In both stories, Asimov creates the transitional storylines to set up the concluding installment of the trilogy. Namely, we discover a second Foundation:
“So he established two Foundations at the extreme opposing ends of the Galaxy—Foundations of the best, and the youngest, and the strongest, there to breed, grow, and develop. The worlds on which they were placed were chosen carefully; as were the times and the surroundings. All was arranged in such a way that the future as foreseen by the unalterable mathematics of psychohistory would involve their early isolation from the main body of Imperial civilization and their gradual growth into the germs of the Second Galactic Empire—cutting an inevitable barbarian interregnum from thirty thousand years to scarcely a single thousand” (215-216).
Foundation and Empire details the growth of a new order and the threats from different sides. It begins with attack from the fading Empire:
“Now the Empire is stronger than we; it always has been. But this is the first time we are in danger of its direct attack, so that strength becomes terribly menacing. If it can be beaten, it must be once again as in all past crises by a method other than pure force. We must find the weak side of our enemy and attack it there” (221).
The book continues with the enigmatic Mule, who uses Foundation citizen’s unwavering belief in the determinism of history against them:
“Here you have a whole culture brought up to a blind, blubbering belief that a folk hero of the past has everything all planned out and is taking care of every little piece of their unprintable lives. The thought-pattern evoked has religious characteristics and you know what that means” (344).

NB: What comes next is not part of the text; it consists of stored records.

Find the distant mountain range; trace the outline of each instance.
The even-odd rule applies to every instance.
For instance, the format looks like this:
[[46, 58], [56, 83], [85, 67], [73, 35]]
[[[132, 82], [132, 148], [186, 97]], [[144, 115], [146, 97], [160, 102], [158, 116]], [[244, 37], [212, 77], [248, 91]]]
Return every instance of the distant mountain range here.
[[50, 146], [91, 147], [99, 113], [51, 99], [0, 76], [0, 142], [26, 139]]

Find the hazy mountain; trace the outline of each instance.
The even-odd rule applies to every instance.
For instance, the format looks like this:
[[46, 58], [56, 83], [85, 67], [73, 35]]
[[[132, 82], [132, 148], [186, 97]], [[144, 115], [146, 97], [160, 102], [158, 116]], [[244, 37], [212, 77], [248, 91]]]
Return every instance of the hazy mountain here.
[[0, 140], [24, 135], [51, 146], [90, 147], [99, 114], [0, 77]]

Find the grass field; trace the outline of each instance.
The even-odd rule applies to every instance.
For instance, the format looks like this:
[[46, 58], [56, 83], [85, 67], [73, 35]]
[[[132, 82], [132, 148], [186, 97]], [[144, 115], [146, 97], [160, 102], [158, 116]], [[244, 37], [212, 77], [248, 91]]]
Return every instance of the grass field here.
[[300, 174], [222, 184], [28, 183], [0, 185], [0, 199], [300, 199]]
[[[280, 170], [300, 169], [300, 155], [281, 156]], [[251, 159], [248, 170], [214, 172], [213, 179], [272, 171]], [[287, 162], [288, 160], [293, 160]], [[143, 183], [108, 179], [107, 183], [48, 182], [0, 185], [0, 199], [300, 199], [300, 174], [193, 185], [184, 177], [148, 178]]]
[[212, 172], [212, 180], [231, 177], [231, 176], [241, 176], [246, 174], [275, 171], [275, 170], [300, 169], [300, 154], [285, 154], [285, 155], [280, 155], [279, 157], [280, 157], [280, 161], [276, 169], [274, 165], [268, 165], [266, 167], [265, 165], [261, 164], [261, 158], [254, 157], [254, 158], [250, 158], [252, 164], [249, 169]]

A Galaxy Through Conversations
But the power in Foundation and Empire comes from the worlds Asimov builds. Eschewing the standard narrative-driven science fiction for a storyline through dialogue, we learn of a galaxy through conversations. Consider this description of the fading capitol planet,
“It was strange that a world which had been the center of a Galaxy for two thousand years—that had ruled limitless space and been home to legislators and rulers whose whims spanned the parsecs—could die in a month. It was strange that a world which had been untouched through the vast conquering sweeps and retreats of a millennium, and equally untouched by the civil wars and palace revolutions of other millennia—should lie dead at last. It was strange that the Glory of the Galaxy should be a rotting corpse” (366).
For a transitional book, Foundation and Empire does an excellent job of keeping the reader connected to the inventive and unusual worlds devised by Isaac Asimov. I look forward to continuing the series.